Non seulement Saied a cherché à contourner ses pouvoirs et les articles de la Constitution, qu’il a juré de protéger devant l’Assemblée des Représentants du Peuple, mais il a également démis de ses fonctions et modifié la composition du Conseil Supérieur de la Magistrature après avoir redéfini le pouvoir judiciaire comme une “fonction” plutôt que comme une autorité indépendante. Il a également remplacé les membres de l’Instance Supérieure pour l’Indépendance des Élections en vue du référendum qu’il a organisé pour voter sur une constitution qu’il a rédigée lui-même après avoir rejeté les propositions du comité de rédaction qu’il avait lui-même nommé. Des élections législatives ont ensuite été organisées en deux tours, pour lesquelles le taux de participation n’a pas dépassé 8 % du nombre total d’électeurs, la Commission électorale annonçant par la suite qu’il avait atteint 11 %, soit le taux de participation le plus faible en Tunisie et dans le monde.

Le 11 février, le régime du président Saied a lancé une campagne de protestation qui n’a pas cessé depuis, contre des dirigeants politiques, des personnalités des médias, des journalistes, des juges et des hauts fonctionnaires, pour des accusations de “complot contre la sécurité de l’État et d’acte offensant contre le président de la République”, en plus d’autres accusations qui ont été transmises au parquet militaire, ce qui amène à s’interroger sur l’implication de l’armée tunisienne dans les actions entreprises par Saied.

Les arrestations arbitraires ont été entachées de plusieurs vices de procédure, ce qui a suscité des critiques de la part d’organisations internationales et d’observatoires de premier plan dans le domaine des droits de l’homme. Les normes relatives à la durée et aux conditions de litige et de détention n’ont pas été respectées. Les poursuites et le harcèlement se sont parfois étendus aux familles des détenus, et aucune preuve, et dans de nombreux cas, aucune accusation, n’a été présentée contre eux.
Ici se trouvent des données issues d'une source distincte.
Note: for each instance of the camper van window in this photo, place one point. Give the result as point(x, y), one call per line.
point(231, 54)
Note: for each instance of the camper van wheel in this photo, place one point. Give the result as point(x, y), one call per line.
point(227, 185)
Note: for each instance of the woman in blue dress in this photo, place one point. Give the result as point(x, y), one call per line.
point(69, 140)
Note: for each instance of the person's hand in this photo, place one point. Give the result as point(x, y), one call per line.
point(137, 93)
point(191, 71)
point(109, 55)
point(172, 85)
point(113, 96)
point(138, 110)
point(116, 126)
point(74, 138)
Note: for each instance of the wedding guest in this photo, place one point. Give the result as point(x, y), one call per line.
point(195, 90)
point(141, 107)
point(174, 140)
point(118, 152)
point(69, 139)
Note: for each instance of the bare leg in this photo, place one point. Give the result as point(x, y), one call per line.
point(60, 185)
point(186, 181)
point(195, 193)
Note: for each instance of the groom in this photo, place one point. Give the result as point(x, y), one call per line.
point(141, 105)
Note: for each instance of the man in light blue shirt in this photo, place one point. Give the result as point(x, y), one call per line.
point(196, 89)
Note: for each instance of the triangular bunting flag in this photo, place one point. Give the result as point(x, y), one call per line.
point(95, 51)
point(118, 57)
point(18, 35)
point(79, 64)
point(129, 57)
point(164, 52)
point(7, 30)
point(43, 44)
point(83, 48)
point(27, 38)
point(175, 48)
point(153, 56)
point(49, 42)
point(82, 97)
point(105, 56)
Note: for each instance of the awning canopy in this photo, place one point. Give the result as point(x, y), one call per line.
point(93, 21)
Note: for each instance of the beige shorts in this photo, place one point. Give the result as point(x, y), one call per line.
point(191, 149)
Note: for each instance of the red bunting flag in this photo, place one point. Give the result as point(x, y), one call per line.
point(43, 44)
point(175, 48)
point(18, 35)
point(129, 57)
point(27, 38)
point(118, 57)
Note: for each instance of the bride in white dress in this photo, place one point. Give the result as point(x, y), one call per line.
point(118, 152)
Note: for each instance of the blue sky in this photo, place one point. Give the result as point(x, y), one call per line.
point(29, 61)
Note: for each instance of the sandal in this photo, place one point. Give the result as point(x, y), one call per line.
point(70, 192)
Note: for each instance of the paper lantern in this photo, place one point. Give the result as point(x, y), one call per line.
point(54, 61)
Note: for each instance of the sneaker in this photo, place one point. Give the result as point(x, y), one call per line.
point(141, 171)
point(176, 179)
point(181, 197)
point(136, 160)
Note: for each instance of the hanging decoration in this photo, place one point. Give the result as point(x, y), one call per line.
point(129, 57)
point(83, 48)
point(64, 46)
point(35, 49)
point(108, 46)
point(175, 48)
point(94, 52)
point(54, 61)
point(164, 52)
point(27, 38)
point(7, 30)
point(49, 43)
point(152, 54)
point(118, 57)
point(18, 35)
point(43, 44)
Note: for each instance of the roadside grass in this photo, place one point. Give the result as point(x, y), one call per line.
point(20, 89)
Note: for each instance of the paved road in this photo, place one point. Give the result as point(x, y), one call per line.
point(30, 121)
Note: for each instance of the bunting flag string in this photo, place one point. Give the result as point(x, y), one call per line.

En outre, les syndicats et les partis politiques continuent d’être soumis à un harcèlement et à des restrictions, constants. Monsieur Saied continue de cibler tous les “corps intermédiaires” en les accusant de “collaboration” ou de “trahison”. Les associations de la société civile ont également fait l’objet de poursuites, d’arrestations arbitraires et de privation de représentation, dans un contexte de violence croissante au sein de la société due à l’adoption par les autorités de discours et de rhétorique racistes et discriminatoires incitant aux luttes intestines et portant atteinte à la dignité humaine.

Compte tenu de ce qui précède, nous, soussignés, demandons ce qui suit :

  1. La libération immédiate et inconditionnelle de tous les détenus politiques. Nous demandons également aux autorités tunisiennes de reconnaître les traités nationaux et internationaux relatifs aux droits de l’homme qu’elles ont ratifiés.
  2. Nous demandons aux autorités tunisiennes de cesser de démanteler la démocratie naissante et de mettre fin aux procès et aux poursuites inéquitables contre les opposants politiques au régime et contre toute personne qui le critique.
  3. Nous appelons tous les militants et observateurs à rejoindre le mouvement national pour le rétablissement de la démocratie et la fin du régime autoritaire qui a ramené la Tunisie au despotisme, à l’injustice et aux violations des droits et des libertés.